Kate wollte eigentlich nur ihren Liebsten aus dem Kittchen holen, doch wie soll sie das anstellen, wenn sie derartig abgeschreckt wird – und dann auch noch vom Drogendezernat überhaupt nicht ernstgenommen wird? „Beweise, Gnädigste, wir brauchen Beweise.“ Wohl oder übel muss Kate steigende Risiken eingehen, hier und dort einbrechen, bis sie schließlich erwischt wird – an dem unwahrscheinlichsten Ort, denn sie sich vorstellen kann: in einem Fotostudio der ganzen besonderen Art.

Die Übersetzung

Die Übersetzung durch Brigitta Merschmann erschien erstmals 1995 bei S. Fischer, dann 2000 im einschlägig vorbelasteten Argument-Verlag, wo bekanntlich alles, was spannend und phantastisch ist, verlegt wurde, solange in den Texten lesbische Liebe vorkam. Und die kommt bei einer Tabubrecherin wie McDermid allenthalben vor: Kate Brannigans beste Freundin Alexis ist in einer lesbischen Beziehung.

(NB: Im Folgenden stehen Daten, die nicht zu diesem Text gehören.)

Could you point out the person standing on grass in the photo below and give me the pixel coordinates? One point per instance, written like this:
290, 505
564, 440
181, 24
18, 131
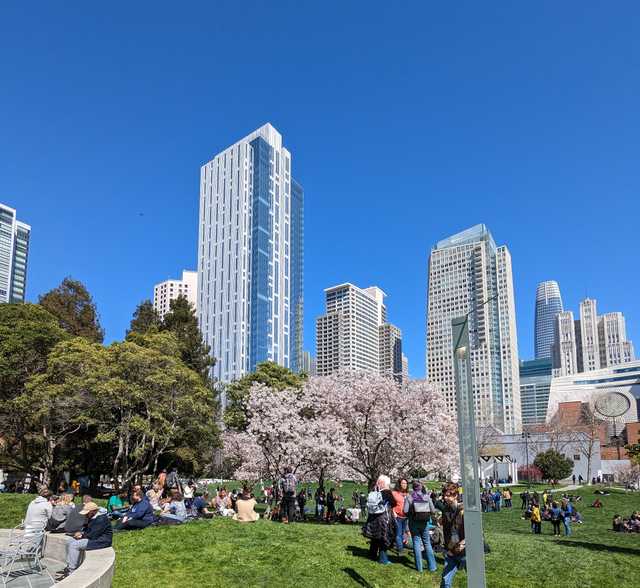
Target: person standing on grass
556, 516
380, 527
536, 519
567, 512
400, 494
453, 531
288, 485
419, 508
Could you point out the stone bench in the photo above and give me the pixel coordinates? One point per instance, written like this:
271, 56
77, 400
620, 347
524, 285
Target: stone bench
95, 571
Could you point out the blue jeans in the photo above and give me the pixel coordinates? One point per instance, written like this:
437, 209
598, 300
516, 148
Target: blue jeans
452, 563
401, 527
421, 540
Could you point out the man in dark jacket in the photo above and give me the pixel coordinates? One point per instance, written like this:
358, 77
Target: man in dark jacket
139, 516
453, 530
97, 534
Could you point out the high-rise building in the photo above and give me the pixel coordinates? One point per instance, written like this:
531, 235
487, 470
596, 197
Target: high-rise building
308, 363
548, 305
250, 256
354, 333
591, 342
405, 368
14, 253
535, 384
390, 341
165, 292
469, 274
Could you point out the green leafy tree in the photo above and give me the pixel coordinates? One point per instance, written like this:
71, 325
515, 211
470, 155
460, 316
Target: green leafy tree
553, 465
633, 451
145, 319
75, 310
268, 373
150, 404
182, 322
28, 333
58, 403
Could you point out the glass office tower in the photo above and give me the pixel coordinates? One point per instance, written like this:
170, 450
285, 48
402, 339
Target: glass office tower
548, 305
14, 252
250, 256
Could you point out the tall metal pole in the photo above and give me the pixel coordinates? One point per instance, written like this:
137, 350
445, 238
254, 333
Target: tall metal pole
474, 539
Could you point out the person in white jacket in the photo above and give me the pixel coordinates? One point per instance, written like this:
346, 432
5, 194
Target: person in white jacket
38, 512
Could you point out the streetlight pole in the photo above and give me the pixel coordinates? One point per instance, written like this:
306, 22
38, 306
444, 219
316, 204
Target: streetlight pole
526, 436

Sprachlich gefiel mir sehr die schnoddrige Ausdrucksweise Kate Brannigans, stilistisch die vielen deutschen Redewendungen, die den Text wie ein einheimisches Produkt wirken lassen. Saubere Arbeit. Leider haben sich Grammatik- und Druckfehler eingeschlichen.

S. 39: „…ist eine pathologische[r] Lügnerin“. Das R ist überflüssig.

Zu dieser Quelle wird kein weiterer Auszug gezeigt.